To explain it, a brief tangent: To the careful viewer, John Cassavetes's Killing of a Chinese Bookie is about a man who learns to wipe his hand on his jacket. In the beginning of the movie, Cosmo (Ben Gazzara at his best) is celebrating having paid off the bar he runs and finally owning it. He puts on a white suit and goes out for a drink. When the bartender hands him the glass, it's wet. He shakes the water off his hand and looks around for a napkin, obviously reluctant to get anything on his suit.
But by the end of the movie, as he's standing wounded on the curb of the club he's going to lose, waiting for his impending death or arrest, he sees blood on his hand. He casually wipes it onto his jacket without a thought. That's the character arc, carefully described in the way that only Cassavetes could do it.
Last Life of the Universe is similar in how it progresses Kenji, a Japanese expatriate living in Bangkok. It's a movie about how he replaces his glum fantasies of suicide with something else. Like Killing of a Chinese Bookie, the arc is more important than the events or the exposition. The details of who he is, where he came from, or where he's going are peripheral to the change observed by the movie.
Kenji reminded me a lot of Barry Egan in Punch-Drunk Love, another fascinating study in character development. Just like Barry Egan's suit is an important and subtle part of his character development, so is our first glimpse of Kenji's bare back*. He's a mild-manner tidy librarian with an odd side that doesn't make sense until later in the movie. Even then, you have to infer a lot of the details, which are open to interpretation but tell you just enough to explain, for instance, why he's not intimidated by a vicious Thai pimp.
At its basic level, this is a love story about displaced people connected by a strange coincidence. There's a stunning bait-and-switch early on as the movie establishes itself. Like the car wreck at the opening of Punch-Drunk Love, it rattles you with the possibility that anything can happen. And then anything does happen.

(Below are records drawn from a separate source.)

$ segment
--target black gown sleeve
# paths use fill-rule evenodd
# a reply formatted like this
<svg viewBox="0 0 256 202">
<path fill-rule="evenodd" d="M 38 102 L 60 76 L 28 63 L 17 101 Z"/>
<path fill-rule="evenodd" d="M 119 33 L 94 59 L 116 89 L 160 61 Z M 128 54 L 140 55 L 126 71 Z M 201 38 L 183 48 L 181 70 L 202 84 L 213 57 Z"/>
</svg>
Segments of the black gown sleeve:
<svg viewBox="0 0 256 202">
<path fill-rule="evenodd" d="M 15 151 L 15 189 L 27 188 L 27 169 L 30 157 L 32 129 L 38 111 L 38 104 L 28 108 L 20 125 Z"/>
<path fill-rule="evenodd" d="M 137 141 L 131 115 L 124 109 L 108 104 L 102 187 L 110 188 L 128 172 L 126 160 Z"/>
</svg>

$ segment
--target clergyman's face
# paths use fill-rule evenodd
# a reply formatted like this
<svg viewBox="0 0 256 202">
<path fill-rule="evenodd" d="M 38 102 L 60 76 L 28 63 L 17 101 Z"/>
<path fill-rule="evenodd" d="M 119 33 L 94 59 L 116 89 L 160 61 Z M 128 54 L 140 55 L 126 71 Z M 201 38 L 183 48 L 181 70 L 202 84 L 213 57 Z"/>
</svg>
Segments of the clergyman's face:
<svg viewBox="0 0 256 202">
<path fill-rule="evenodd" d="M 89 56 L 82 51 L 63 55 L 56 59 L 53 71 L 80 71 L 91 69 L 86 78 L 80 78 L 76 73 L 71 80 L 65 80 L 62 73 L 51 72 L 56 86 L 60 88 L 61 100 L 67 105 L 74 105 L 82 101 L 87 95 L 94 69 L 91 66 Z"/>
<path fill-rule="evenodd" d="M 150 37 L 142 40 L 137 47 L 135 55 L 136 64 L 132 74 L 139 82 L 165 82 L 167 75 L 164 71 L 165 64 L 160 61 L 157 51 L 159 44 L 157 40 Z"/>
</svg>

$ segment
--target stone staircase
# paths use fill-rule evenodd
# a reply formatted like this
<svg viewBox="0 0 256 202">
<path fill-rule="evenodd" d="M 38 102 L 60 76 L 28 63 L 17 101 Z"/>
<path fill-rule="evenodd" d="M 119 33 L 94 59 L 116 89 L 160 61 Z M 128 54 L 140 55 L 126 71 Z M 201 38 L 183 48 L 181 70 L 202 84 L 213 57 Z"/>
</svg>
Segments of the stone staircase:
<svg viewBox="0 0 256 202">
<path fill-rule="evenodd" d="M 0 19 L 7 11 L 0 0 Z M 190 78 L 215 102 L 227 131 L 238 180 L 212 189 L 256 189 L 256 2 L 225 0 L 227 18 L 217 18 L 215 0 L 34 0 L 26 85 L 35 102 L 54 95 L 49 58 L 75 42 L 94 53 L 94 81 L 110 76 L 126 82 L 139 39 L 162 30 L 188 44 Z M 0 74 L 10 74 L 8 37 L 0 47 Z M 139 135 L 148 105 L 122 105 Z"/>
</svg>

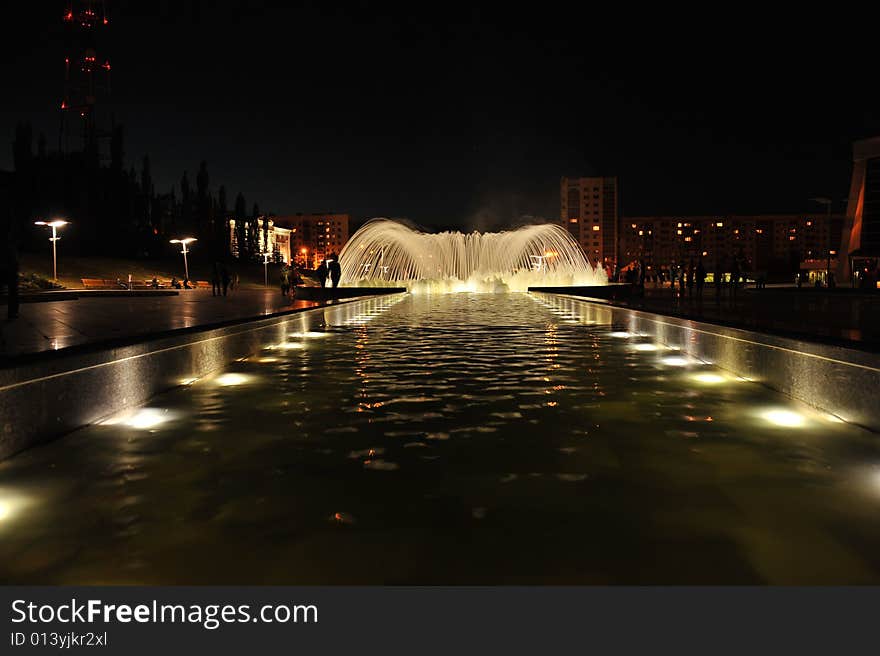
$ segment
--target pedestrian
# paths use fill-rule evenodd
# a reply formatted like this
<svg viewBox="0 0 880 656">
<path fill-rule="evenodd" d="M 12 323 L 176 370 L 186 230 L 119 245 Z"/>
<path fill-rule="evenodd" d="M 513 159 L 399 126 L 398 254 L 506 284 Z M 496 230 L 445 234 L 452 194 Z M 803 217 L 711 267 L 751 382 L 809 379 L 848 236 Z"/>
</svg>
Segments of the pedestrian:
<svg viewBox="0 0 880 656">
<path fill-rule="evenodd" d="M 703 266 L 703 260 L 697 262 L 697 296 L 703 298 L 703 285 L 706 283 L 706 267 Z"/>
<path fill-rule="evenodd" d="M 223 296 L 226 296 L 226 293 L 229 289 L 229 281 L 230 281 L 229 268 L 225 264 L 221 263 L 220 264 L 220 283 L 223 285 Z"/>
<path fill-rule="evenodd" d="M 330 271 L 330 280 L 333 282 L 333 288 L 339 287 L 339 280 L 342 278 L 342 266 L 339 264 L 339 258 L 336 255 L 331 255 L 330 266 L 328 267 Z"/>
<path fill-rule="evenodd" d="M 694 261 L 691 260 L 690 264 L 688 264 L 688 272 L 687 272 L 688 297 L 692 297 L 694 295 L 695 274 L 696 274 L 696 270 L 694 269 Z"/>
<path fill-rule="evenodd" d="M 290 267 L 281 267 L 281 295 L 290 296 Z"/>
<path fill-rule="evenodd" d="M 215 260 L 214 268 L 211 272 L 211 296 L 220 296 L 220 290 L 220 263 Z"/>
<path fill-rule="evenodd" d="M 321 260 L 321 265 L 318 267 L 315 273 L 318 274 L 318 282 L 321 283 L 321 287 L 326 287 L 327 276 L 330 274 L 330 270 L 327 267 L 327 260 Z"/>
<path fill-rule="evenodd" d="M 739 288 L 739 279 L 742 275 L 739 258 L 733 258 L 733 267 L 730 272 L 730 297 L 736 298 L 736 291 Z"/>
</svg>

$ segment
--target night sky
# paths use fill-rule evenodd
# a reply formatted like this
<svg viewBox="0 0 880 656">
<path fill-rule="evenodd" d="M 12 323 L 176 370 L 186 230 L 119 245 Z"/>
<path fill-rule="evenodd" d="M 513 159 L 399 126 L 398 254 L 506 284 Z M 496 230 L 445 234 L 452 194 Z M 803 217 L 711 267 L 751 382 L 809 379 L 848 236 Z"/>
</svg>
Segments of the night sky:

The tone is similar to Lost in Translation: languid and disconcerting, adrift in a strange place. But unlike Lost in Translation's portrait of Tokyo as a giant pinball machine that traps people and bounces them around, Last Life progresses from the urban to the rural. The mismatched characters who need each other escape to the country to carve out their own pastoral idyll (Withnail and I comes to mind as another example of this). Here they're free of the metropolitan entanglements that keep people from learning about each other. Here they're forced to listen to each other and experience each other in a way that probably wouldn't have happened in the city.
The actor playing Kenji is Asano Tadanobu, whose name meant nothing to me until I looked him up on IMDB. He's the same guy who played Kakihara, the psychotic renegade yakuza with the unhinged jaw in Ichi the Killer! And here he's a quiet introverted nebbish guy. He also played a noble misguided ronin in Zatoichi. This guy's great! This also explains why there's a funny cameo by Miike, the director of Ichi the Killer, and a weird shot that includes an Ichi movie poster.
I don't know if Last Life got any North American distribution, and I've never heard of the director before. Pen-Ek Ratanaruang is from Thailand, but according to IMDB he studied at a New York art school for eight years and then worked as an art director in Thailand for five years. His background shows clearly in Last Life's visual composition.
The movie looks great. This is the first time I've gone to a movie because of the cinematographer. Christopher Doyle is an Australian who's worked extensively in Asia. He shot Rabbit Proof Fence and Quiet American for Phillip Noyce (the former featuring noteworthy cinematography). For this reason, one of the girls going to Sundance had this movie on her list. So when I was sitting bored in another movie, I decided to leave to try to see Last Life in the Universe. I'm glad I did.
Spoiler: Kenji's back is covered with a giant dragon tattoo, implying he used to be a yakuza back in Japan and explaining a lot of the things that happened previously in the movie.